SEVEN: WHO IS RUSTY EGAN?


Real Name: Peter Anselm Egan
Born: London, September 19, 1957
Groups: Rich Kids, The Senate, The Misfits, The Skids, Visage.
He has produced pioneering records for artists such as Shock, Ronny, Nona Hendrix, Didier Rominelli, Burundi Black, Visage, Spear of Destiny and The Senate.
Steve Strange Rusty Egan has been one of the most renowned DJs on London's boutique nightclub circuit for 25 years, as well as being in demand as a music and fashion commentator for TV, radio, magazines and newspapers.

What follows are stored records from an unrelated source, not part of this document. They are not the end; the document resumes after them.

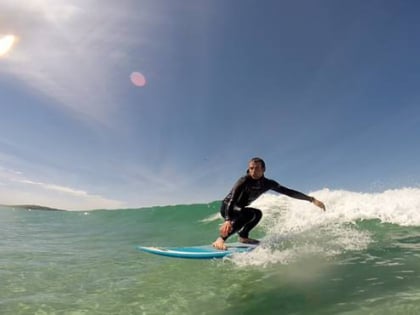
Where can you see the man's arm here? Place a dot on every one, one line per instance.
(296, 194)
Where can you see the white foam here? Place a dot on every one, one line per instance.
(296, 228)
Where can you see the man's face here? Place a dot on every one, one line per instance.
(256, 171)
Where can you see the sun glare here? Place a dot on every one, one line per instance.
(6, 43)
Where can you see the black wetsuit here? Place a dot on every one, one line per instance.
(235, 205)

Rusty is often cited as the pioneer of electronic dance music in the UK. A passionate musician, he made his name in the late 1970s as a drummer for the British new-wave band The Rich Kids (founded by Glen Matlock formerly of Sex Pistols), with Midge Ure. He enjoyed considerable success with Midge in Visage, fronted by Steve Strange, which had a worldwide hit with Fade to Grey.
Rusty came to prominence as a DJ at The Blitz Club (1979-1980), where he introduced German electronica to the British scene. As a musical innovator he sought fresh influences in Paris, Berlin, Dusseldorf and New York. His youthful partnership with Steve Strange as host and greeter promoted The Blitz to one of London's most influential clubs which transformed British youth culture. In 1981 they opened Club For Heroes, and from 1982-4 were entrusted to host a 1,800-capacity former theatre, the Camden Palace (now Koko) which attracted international media attention. Live performers included Grace Jones, The Eurythmics, Kraftwerk, Wham!, Frankie Goes to Hollywood and an unknown Madonna making her London debut in 1983.
Today Rusty still lives in Chelsea where he arrived as a punk in 1977.